Dance behaviors cause Homecoming exodus
The games and dress up days common to homecoming week simply serve as build-up to the game and the anticipation of the dance. This year’s closing night did not bring the joy associated with the dance because of one action: grinding. A dance sexualized beyond the typical community standards, often described as dirty or suggestive, engendered a controversy resulting in ejection of multiple students from the dance. The mass migration caused a move to alternate sites of entertainment off of school grounds. Though it took many by surprise, the rule was not formulated out of thin air. Principal Erin Kohl attests to the consistent opposition to the form of dancing from parents and students alike.
“We’ve been talking about it for a couple of years, especially last year in the spring, we had conversations about the dancing, as we have had phone calls from parents,” she said. “Even a community member heard from a student that the student was disgusted and didn’t want to come to another dance because in that students words, the ‘dancing is gross’.”
Student Government advisor Matthew Mauk has been involved with homecoming over the past few years, handling the setup, financials, and cleanup of the dance. Mauk prefers to keep a solid attendance at the dances, putting Student Government in the black financially.
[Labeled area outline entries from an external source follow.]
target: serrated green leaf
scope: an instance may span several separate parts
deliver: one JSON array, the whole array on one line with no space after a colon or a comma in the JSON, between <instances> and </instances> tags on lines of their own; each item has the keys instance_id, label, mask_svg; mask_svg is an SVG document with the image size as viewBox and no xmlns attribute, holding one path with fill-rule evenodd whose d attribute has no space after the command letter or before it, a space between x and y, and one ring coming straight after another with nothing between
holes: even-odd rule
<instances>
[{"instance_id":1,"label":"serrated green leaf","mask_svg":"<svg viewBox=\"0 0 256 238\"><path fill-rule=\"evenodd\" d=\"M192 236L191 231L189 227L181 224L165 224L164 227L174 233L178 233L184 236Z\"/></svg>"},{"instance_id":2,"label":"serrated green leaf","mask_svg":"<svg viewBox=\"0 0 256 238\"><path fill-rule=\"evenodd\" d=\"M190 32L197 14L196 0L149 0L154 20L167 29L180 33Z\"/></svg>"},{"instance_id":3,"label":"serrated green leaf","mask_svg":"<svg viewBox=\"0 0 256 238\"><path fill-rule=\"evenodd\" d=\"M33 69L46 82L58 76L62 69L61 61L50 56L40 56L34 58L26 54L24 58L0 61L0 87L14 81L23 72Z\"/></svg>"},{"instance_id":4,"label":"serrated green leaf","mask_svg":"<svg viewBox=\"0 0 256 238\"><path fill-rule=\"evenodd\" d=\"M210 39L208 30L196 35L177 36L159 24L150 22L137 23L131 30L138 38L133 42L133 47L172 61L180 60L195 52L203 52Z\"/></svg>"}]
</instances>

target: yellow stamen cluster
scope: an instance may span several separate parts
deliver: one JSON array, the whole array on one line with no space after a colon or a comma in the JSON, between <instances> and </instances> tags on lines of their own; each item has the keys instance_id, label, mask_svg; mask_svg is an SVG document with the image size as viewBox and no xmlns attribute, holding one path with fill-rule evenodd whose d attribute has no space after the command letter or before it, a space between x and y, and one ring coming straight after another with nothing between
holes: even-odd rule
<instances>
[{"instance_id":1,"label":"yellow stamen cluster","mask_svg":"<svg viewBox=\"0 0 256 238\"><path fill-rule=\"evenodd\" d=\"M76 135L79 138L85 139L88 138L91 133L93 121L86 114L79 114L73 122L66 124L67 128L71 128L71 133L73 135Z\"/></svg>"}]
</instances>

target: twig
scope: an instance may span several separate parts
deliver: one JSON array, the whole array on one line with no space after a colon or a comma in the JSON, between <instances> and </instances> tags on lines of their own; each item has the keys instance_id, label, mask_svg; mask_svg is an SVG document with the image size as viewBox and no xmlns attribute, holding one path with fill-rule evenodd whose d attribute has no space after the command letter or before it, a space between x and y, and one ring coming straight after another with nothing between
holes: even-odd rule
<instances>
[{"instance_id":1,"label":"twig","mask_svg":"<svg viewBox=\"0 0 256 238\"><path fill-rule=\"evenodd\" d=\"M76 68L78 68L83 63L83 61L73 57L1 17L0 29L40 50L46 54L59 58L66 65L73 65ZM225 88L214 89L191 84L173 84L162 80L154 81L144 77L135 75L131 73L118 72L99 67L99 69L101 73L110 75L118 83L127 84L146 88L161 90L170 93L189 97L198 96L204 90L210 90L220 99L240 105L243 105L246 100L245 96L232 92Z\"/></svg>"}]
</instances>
With this in mind, Mauk is always looking to create an atmosphere which keeps the maximum amount of Wildcats coming back to the dance year after year while upholding school policy and expectations.
“Cleaning up the dances by dancing more appropriately has been a topic of conversation since I have been part of student government, so I was aware that there was concern expressed by parents and by some students,” he said. “So I knew that there were concerns about the dancing.”
In a response to this disapproval in the school and community, Assistant Principal Rebecca Montour looked to follow up on the rule that had been in place but not enforced.
“We were thinking of really cracking down on some of the really bad stuff, and we kind of asked student government if they could get the message out, if they could maybe make some funny commercial, or something that we could show during W hour,” she said. “The videos never ended up being made, so I think that student government probably felt a little bit uncomfortable addressing the issue, which I totally understand because it’s not their job, it’s our job.”
Despite the lack of advertisement, word still got around to a portion of the student body, but only surfaced in the form of rumors.
“I know that some of the word got spread because some of the kids had said ‘yeah we heard that you guys were going to crack down a little bit on the grinding,’” Kohl said.
On the night of the dance, some precautions were taken to enlighten and foreshadow the enforcement to come, but the warnings fell on many deaf ears.
“The administration was told that as they were chaperoning the dance that they need to remind kids that they needed to dance appropriately,” Kohl said. “There was an announcement made at the start of the dance as well, although I know that not all of the kids were there at that point.”
Kohl stays adamant in the inclusivity of the event, free of grinding, and hopes for improvement in the future.
“Not one student was told that they had to leave because of the dancing, so it was very disappointing that so many students left their own student government a little bit high and dry,” she said of the night’s events. “It was too bad that the impact that the dance had on the students was not as intended, but I think that the kids that did stay had a blast.”